The Court of Appeals in Arnhem recently, in an interim decision, ruled on the issue whether and to which extent a buyer of a work of art bears the risk of an incorrect attribution.
Whether the purchase agreement qualifies as an agreement of chance (the buyer bears the risk of an incorrect attribution), is a matter of contract interpretation according to the Court of Appeals. The decisive factor in that respect is whether the buyer, in view of the nature of the object, the price paid and the information supplied by the seller, in the given circumstances could reasonably expect that the sold objects were authentic. The Court of Appeals held that the buyer bears the burden of risk of its assertations and has allowed the buyer to supply that evidence in the subsequent phase of the proceedings.

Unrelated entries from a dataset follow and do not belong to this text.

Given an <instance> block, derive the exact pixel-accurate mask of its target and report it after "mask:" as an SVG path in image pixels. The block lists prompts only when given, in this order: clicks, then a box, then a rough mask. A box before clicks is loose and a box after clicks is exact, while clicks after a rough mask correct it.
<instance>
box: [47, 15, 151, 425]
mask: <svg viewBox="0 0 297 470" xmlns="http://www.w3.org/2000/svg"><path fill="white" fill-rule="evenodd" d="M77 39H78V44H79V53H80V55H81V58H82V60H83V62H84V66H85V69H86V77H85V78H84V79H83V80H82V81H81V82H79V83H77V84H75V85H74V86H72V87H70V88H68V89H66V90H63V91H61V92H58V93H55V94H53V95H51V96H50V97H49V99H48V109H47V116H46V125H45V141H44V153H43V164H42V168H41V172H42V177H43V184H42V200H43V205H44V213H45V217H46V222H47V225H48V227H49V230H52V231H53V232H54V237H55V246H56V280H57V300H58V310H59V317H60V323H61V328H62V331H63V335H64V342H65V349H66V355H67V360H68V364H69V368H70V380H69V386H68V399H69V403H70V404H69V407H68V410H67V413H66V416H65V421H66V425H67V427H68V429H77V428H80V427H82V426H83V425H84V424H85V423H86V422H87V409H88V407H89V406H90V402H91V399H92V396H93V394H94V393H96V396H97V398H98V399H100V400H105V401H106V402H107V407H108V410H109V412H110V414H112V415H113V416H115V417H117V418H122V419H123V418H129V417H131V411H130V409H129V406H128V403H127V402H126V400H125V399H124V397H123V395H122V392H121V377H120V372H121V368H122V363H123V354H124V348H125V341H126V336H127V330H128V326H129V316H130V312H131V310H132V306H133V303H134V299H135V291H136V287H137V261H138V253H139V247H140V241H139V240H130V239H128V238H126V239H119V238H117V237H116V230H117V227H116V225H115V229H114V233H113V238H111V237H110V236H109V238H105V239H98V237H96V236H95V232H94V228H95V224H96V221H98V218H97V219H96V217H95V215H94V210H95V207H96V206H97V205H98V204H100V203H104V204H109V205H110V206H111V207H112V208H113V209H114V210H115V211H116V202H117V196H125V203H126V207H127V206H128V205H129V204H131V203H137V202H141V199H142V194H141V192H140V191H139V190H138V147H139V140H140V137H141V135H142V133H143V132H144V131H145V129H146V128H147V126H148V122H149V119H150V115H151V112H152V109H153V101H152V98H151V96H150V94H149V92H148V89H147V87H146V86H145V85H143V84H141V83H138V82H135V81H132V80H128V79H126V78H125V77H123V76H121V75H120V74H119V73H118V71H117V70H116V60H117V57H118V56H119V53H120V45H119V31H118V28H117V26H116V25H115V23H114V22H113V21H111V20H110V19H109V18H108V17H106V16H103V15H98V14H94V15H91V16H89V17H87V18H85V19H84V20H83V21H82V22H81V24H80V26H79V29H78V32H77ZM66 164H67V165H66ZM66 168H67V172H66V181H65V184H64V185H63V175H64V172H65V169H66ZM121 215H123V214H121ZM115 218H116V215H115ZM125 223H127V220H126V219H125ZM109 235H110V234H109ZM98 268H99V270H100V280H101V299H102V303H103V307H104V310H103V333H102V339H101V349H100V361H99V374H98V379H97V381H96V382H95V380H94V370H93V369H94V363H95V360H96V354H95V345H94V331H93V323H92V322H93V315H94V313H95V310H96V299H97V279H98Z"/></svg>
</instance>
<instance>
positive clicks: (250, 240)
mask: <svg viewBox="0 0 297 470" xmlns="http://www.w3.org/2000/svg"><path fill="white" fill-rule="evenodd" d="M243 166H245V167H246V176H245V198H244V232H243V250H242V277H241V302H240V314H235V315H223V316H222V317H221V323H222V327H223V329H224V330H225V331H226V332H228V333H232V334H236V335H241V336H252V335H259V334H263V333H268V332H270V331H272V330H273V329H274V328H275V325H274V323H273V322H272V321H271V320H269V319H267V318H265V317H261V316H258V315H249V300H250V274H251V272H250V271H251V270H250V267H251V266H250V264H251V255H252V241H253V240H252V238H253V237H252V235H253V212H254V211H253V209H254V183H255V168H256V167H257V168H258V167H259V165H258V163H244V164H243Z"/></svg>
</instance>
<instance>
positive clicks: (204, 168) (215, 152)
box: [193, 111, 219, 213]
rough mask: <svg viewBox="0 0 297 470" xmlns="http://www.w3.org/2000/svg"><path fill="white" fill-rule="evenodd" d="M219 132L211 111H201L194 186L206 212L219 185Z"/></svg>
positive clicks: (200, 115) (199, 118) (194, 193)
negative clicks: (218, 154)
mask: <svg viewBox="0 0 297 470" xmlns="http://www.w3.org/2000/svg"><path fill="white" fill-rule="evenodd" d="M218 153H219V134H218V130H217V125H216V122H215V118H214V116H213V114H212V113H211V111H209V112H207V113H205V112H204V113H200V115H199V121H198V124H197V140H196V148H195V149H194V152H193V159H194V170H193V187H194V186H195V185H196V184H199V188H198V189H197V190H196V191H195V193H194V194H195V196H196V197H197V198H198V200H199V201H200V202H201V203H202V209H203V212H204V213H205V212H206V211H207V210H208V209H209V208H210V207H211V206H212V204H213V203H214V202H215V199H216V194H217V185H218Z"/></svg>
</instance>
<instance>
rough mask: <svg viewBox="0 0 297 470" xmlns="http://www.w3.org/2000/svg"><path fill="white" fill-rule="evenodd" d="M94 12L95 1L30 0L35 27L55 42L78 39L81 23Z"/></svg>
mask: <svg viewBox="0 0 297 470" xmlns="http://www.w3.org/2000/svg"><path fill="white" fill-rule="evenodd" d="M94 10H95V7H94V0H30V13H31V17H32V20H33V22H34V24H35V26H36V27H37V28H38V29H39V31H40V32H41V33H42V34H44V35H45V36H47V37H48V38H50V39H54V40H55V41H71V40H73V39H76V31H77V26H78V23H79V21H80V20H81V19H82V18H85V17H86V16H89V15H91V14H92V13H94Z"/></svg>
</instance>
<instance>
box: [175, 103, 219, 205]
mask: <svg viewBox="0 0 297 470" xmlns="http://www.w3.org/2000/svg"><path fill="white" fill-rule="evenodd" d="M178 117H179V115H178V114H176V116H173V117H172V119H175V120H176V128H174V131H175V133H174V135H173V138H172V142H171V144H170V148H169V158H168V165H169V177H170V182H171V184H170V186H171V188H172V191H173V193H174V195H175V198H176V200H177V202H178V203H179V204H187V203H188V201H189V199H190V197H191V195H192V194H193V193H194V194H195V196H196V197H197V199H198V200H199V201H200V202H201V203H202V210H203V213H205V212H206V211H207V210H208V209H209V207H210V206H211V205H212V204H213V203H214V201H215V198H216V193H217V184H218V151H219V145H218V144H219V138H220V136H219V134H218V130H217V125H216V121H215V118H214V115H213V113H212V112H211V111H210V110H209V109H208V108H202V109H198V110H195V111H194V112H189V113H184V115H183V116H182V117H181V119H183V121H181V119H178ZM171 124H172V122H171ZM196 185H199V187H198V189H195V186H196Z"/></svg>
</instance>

The case centered on four bronze sculptures that were acquired in a Dutch gallery in March and June 2007. The sculptures bore the signature of an acclaimed sculptor and a mark of a foundry in Paris. The buyer paid (as was established in a later stage of the proceedings) approximately 180,000 euro in total for the four bronzes.
After the sale, the buyer took the works to an expert to have their authenticity examined. The expert concluded that the sculptures were mediocre copies of original sculptures of the artist and that the bronzes were worth no more than manufacturing cost (approximately € 2.000,- a piece).
The buyer subsequently rescinded the purchase agreement and demanded repayment of the purchase price. The seller objected against the rescission and refused to repay the purchase price. The buyer subsequently filed suit against the seller before the Utrecht District Court. In District Court dismissed the buyer's claims. The buyer subsequently filed an appeal before the Court of Appeals of Arnhem.
The seller argued that the buyer's claims had become time- barred for failing to file suit within the statutory two-year period after first notifying the seller of the alleged defects. The Court rejected the seller's arguments and held that the buyer did file the suit within the statutory deadlines.
The Court of Appeals went on to hold that it concurred with the findings of the District Court in first instance, that the buyer had adequately proven (through expert opinions) that the sculptures are not authentic. Subsequently, the Court of Appeals considered the issue whether the soled sculptures were in conformity with the agreement.
The seller in this respect argued that, before the sale, he had discussed with the buyer that the prices of the sculptures were considerably lower than the prices similar works reach at auction. The seller claimed that he had informed the buyer that he had started the gallery as a post-retirement hobby. Further, the seller asserted that - at the time of the sale - he had informed the buyer that he had no information about the sculptures' provenance, and that he was in no position to guarantee the authenticity (which explained the comparatively low prices). The seller also asserted that the buyers had an above average level of knowledge on art, apart from the fact that the seller doubted that the sculptures were not authentic.
In its interim judgment of 18 December 2012 (para 4.13), the Court of Appeals held that art sales by definition are to qualified as agreements of chance (in which the buyer bears all risk of incorrect attributions). Whether the given art sales agreements is in fact an agreement of chance, is a matter of contract interpretation. The decisive factor is whether the buyer, in view of the (i.) nature of the sold item, (ii.) price paid, and (iii.) the statements that the seller made in respect of the object, reasonably could expect that the bronzes were in fact authentic (article 7:17(2) of the Dutch Civil Code).
Before rendering a final judgment, the Court of Appeals permitted the buyer to prove its statements (for which the Court held he beards the burden of risk).
Prices: excessive or a mere pittance?
One of the interesting aspects to be determined in the next phase of the proceedings are the considerations of the price levels of the sold objects. The Court's findings suggest that if the buyer can prove that he paid an excessive price for sculptures (that later on proved to be non-authentic) compared to the price usually paid for non-authentic sculptures, the seller possibly (implicitly) warranted the works' authenticity. Note that the seller used the pricing issue as a means to argue the opposite, i.e. that no buyer could expect to buy authentic works for the price paid for the works.